Fuel Tech (FTEK) Q1 2026 earnings summary
Event summary combining transcript, slides, and related documents.
Q1 2026 earnings summary
6 May, 2026Executive summary
Q1 2026 results showed strong APC segment growth and major $10 million contract wins, but overall revenue declined 5% year-over-year due to FUEL CHEM declines and seasonal factors.
APC backlog doubled to $17 million, the highest since 2018, with a $75–$100 million pipeline and major Midwest utility projects secured.
Net loss widened to $1.4 million ($0.04/share) from $739,000 ($0.02/share) prior year, with operating loss at $1.6 million.
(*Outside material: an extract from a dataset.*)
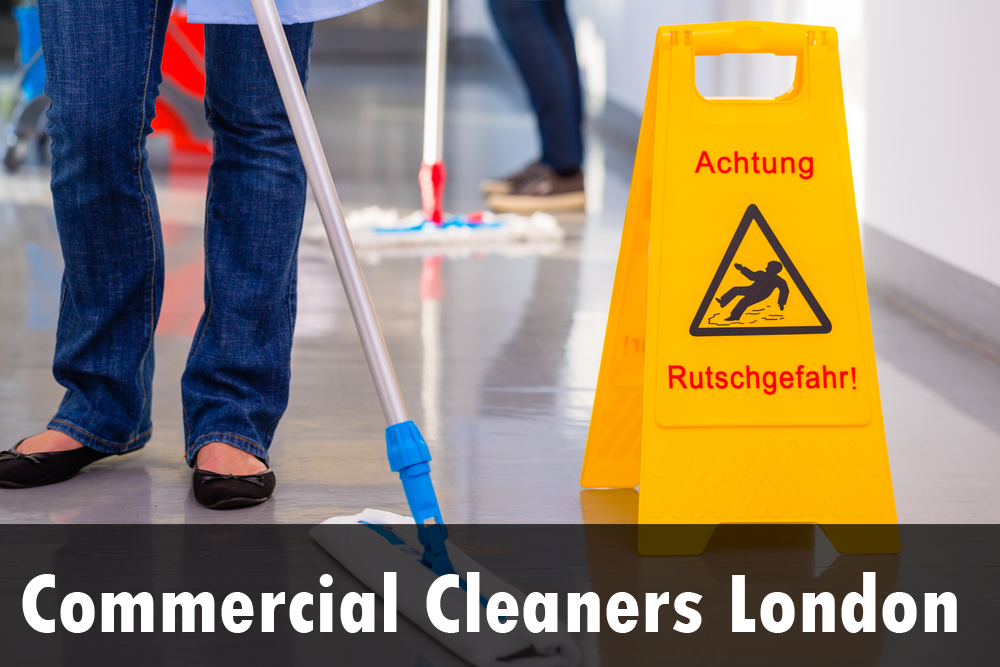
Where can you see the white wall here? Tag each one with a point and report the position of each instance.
(933, 101)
Financial position remains robust with $31 million in cash and investments, $9.1 million in cash and equivalents, and no long-term debt.
Data center-related opportunities and DGI water treatment demos are key near-term growth drivers.
Financial highlights
Q1 2026 consolidated revenue was $6.1 million, down from $6.4 million year-over-year, with gross margin declining to 43% from 46%.
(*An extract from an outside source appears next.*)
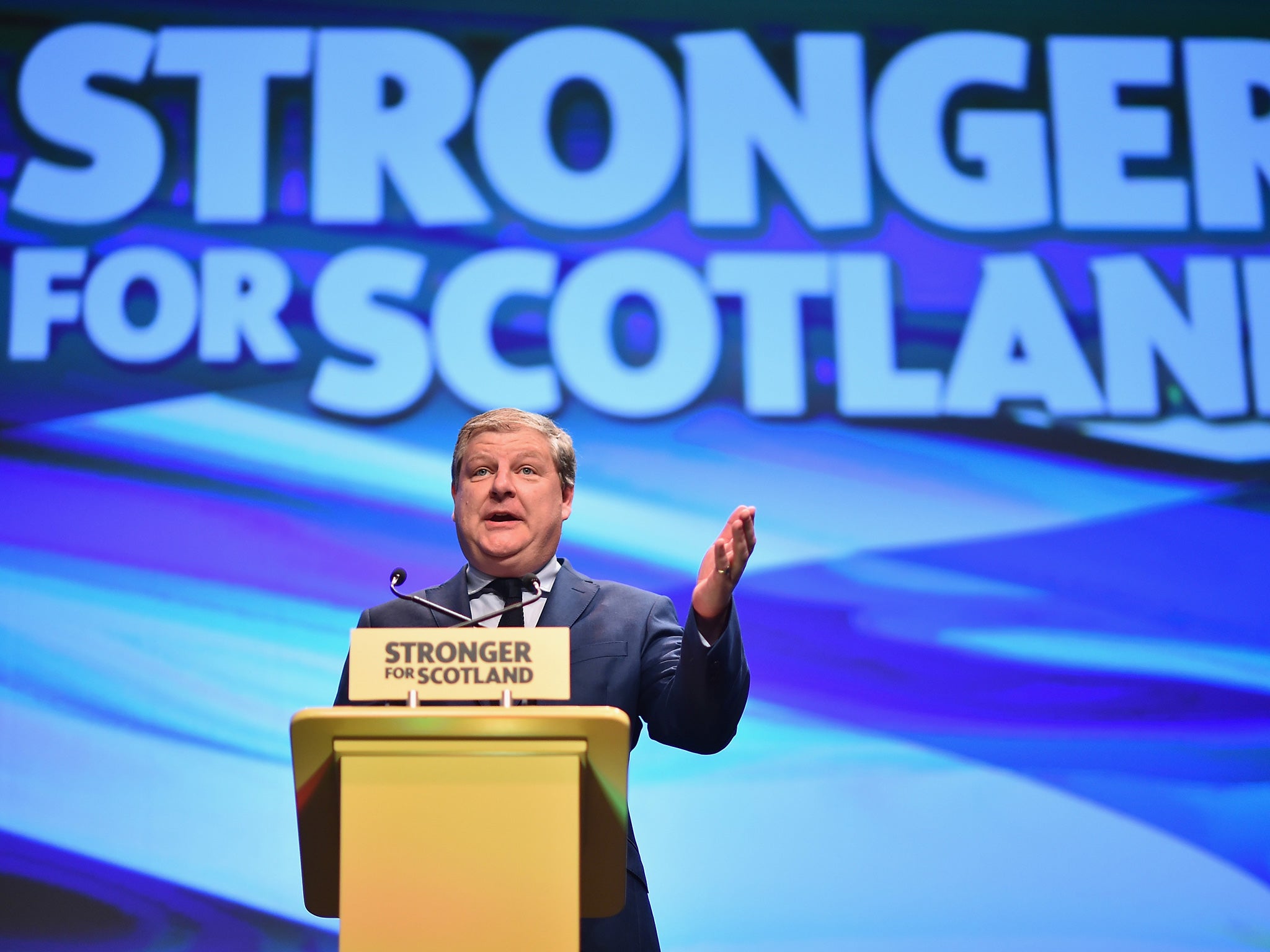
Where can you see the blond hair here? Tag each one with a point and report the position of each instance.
(507, 419)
APC revenue rose 23% to $1.6 million; FUEL CHEM revenue fell to $4.5 million from $5.1 million.
Operating loss increased to $1.6 million from $952,000; net loss was $1.4 million ($0.04/share) vs. $739,000 ($0.02/share) prior year.
Adjusted EBITDA loss was $1.3 million, up from $735,000.
Cash and cash equivalents at March 31, 2026 were $9.1 million; total investments (short- and long-term) were $21.5 million.
Outlook and guidance
2026 revenue is expected to exceed 2025, with FUEL CHEM flat and APC segment outperforming prior year.
Most new APC contract revenue will be recognized in 2027; data center awards would be incremental.
SG&A expenses projected at $14–$15 million for 2026, with cost control efforts ongoing.
Sufficient cash and working capital are expected to fund operations for at least the next 12 months.
DGI division's fish hatchery demonstration is progressing and will conclude in Q2 2026.